Written By Unknown on Minggu, 09 November 2014 | 11.46

By Mark Kleinman, City Editor

Royal Mail has been secretly resisting pressure from MPs for it to appear alongside rival postal operators as part of a new probe into competition in the industry.

Sky News has learnt that Royal Mail made representations to the Business, Innovation and Skills (BIS) Select Committee requesting that it should not be forced to give evidence during the sale session as Whistl and UK Mail.

Sources said that Moya Greene, Royal Mail's chief executive, would appear before the Committee on 26 November, adding that the MPs had refused to bow to the company's desire for it to appear separately.

The row is the latest development in Royal Mail's efforts to persuade politicians and regulators to commit to reforms that it says are necessary to protect the Universal Service Obligation (USO), which obliges it to deliver to every UK address for a fixed price.

"This decision might make good theatre but it won't make for good analysis of the issues," a source said on Friday.

The BIS Committee announced the launch of its inquiry in September following complaints from the privatised Royal Mail that its ability to meet its USO obligations is being undermined by the expansion plans of Whistl, the rebranded TNT Post.

Sky News also understands that Dave Ward, a senior official at the CWU union, has also been asked to appear before MPs this month, while Ed Richards, Ofcom chief executive, will give evidence in early December.

The hearings will mark the latest phase of an intensive period of lobbying by Ms Greene, who has been vocal in her criticism of the industry's regulatory regime.

Last month, she and her chairman, Donald Brydon, attended an Ofcom board meeting to warn that a review of postal markets planned for the end of next year must be accelerated to safeguard the USO.

Since listing on the stock market as part of its contentious £3.3bn privatisation last year, Ms Greene has complained that Whistl's expansion plans could cost Royal Mail £200m in lost revenue by 2017.

Ofcom is expected to decide whether to bring forward its assessment shortly.

Reiterating previous statements on the issue, a spokesman for the regulator said: "Protecting the universal service is at the heart of Ofcom's work, and our own evidence clearly shows that the service is not currently under threat.

"We are listening to the views of Royal Mail and other parties regarding competition in the market.
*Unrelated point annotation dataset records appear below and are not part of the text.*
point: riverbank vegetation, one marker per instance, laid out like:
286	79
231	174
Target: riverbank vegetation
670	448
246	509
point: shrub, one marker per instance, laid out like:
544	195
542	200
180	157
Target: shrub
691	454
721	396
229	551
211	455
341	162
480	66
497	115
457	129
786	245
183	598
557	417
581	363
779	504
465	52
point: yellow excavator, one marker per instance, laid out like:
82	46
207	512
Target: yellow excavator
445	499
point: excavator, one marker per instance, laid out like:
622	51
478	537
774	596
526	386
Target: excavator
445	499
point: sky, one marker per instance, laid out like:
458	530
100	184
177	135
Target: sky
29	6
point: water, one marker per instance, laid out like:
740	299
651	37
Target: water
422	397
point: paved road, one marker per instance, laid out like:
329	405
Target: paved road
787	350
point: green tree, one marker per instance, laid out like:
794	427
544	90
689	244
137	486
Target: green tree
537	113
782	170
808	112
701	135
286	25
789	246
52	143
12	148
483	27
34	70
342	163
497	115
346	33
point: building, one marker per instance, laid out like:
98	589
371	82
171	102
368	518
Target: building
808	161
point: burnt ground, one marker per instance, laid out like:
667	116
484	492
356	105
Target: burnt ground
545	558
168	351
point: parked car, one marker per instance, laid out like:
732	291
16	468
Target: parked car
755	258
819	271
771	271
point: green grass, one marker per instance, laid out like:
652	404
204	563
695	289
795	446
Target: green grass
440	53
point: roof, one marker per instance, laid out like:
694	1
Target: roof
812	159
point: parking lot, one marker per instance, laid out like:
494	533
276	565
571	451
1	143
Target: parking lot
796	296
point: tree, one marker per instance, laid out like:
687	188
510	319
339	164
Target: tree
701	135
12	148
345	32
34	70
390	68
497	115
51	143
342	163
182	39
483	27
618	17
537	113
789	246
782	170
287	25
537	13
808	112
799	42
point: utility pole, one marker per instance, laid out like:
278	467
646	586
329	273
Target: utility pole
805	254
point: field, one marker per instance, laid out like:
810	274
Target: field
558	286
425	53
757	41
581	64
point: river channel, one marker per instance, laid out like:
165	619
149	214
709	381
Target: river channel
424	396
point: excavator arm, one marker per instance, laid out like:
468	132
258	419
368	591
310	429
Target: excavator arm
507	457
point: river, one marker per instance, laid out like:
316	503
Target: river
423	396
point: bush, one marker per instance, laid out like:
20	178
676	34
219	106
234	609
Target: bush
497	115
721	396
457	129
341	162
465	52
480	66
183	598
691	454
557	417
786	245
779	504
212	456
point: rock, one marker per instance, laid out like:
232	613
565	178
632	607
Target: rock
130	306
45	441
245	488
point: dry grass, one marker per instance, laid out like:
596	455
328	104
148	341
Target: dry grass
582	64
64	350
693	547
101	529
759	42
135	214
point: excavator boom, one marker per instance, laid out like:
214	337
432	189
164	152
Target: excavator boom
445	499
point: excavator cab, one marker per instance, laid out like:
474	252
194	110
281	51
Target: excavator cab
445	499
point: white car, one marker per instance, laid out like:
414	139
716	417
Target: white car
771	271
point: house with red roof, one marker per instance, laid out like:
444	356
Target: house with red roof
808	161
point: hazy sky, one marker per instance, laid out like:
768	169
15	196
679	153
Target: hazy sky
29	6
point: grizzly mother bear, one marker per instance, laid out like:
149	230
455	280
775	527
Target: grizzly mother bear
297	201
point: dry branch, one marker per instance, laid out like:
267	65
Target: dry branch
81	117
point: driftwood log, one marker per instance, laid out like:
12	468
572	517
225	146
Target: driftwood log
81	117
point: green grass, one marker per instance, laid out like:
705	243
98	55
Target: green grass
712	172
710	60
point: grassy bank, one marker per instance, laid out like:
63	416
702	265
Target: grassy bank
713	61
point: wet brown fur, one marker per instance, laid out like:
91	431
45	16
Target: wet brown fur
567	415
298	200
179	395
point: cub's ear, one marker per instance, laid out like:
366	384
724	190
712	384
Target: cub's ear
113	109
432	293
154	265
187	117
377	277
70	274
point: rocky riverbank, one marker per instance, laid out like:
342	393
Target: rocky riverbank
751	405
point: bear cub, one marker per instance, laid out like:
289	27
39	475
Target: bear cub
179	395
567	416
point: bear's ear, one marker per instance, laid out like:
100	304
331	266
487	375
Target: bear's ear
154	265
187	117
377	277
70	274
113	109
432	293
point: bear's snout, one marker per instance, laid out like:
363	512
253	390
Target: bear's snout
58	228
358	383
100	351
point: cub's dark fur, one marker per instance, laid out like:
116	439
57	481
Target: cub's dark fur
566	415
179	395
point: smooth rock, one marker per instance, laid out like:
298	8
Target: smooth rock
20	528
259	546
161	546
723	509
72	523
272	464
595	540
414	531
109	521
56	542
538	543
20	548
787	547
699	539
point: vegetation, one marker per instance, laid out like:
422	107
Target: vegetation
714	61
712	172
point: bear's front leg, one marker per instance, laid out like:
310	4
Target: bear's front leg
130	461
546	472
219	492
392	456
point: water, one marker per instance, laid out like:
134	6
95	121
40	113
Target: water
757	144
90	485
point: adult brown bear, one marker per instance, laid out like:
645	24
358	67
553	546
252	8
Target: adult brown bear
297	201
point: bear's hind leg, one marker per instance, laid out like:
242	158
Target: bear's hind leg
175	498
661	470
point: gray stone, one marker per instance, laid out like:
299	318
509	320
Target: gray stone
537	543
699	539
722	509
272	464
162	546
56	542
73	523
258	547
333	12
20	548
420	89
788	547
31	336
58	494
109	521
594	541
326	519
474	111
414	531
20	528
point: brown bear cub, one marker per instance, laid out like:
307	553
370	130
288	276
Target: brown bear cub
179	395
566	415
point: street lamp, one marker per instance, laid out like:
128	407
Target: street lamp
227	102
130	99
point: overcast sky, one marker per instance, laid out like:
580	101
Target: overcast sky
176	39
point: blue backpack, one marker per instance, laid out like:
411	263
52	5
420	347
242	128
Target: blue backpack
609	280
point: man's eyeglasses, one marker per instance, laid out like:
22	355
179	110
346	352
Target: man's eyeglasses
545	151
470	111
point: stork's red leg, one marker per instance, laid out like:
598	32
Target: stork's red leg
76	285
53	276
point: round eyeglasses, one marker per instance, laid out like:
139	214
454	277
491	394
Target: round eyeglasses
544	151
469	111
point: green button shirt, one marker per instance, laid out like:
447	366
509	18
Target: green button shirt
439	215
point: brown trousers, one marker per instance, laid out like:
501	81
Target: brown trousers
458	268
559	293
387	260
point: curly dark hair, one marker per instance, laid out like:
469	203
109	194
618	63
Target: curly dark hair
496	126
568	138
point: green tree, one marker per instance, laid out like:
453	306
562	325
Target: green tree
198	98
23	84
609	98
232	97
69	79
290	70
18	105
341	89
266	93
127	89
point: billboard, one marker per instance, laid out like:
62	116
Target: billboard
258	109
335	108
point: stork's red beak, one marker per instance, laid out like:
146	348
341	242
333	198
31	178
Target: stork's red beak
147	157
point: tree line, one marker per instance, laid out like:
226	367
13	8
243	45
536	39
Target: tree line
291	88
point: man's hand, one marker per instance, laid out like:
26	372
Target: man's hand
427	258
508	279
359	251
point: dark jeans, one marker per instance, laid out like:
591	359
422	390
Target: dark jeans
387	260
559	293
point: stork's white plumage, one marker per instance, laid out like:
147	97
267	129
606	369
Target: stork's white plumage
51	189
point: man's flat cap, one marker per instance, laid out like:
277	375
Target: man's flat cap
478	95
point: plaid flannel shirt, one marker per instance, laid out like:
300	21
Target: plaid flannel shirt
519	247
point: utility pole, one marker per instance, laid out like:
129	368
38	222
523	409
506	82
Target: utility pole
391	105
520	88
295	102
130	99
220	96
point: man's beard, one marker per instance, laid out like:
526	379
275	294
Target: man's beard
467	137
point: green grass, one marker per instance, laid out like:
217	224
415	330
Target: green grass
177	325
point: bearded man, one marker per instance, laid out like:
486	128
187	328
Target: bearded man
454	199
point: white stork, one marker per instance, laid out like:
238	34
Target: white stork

We would assess any emerging threat to the service quickly, in the interests of postal users."

Royal Mail's shares have had a bumpy ride since last autumn's sale by the Government.

They initially surged, leading to accusations that Vince Cable, the Business Secretary, had cost the taxpayer £1bn by underpricing them.

However, the UK regulatory framework, an impending financial settlement with French competition authorities and the growing impact of greater competition - exemplified by Amazon UK's recent launch of a same-day delivery service - have weighed on Royal Mail shares in recent months.

On Friday, they were trading at just over 462p, down 20% during the last 12 months but exactly 40% higher than the price at which they floated last year.

Taxpayers continue to own 30% of Royal Mail, although there is little prospect of a sale of the remaining shares ahead of next year's General Election.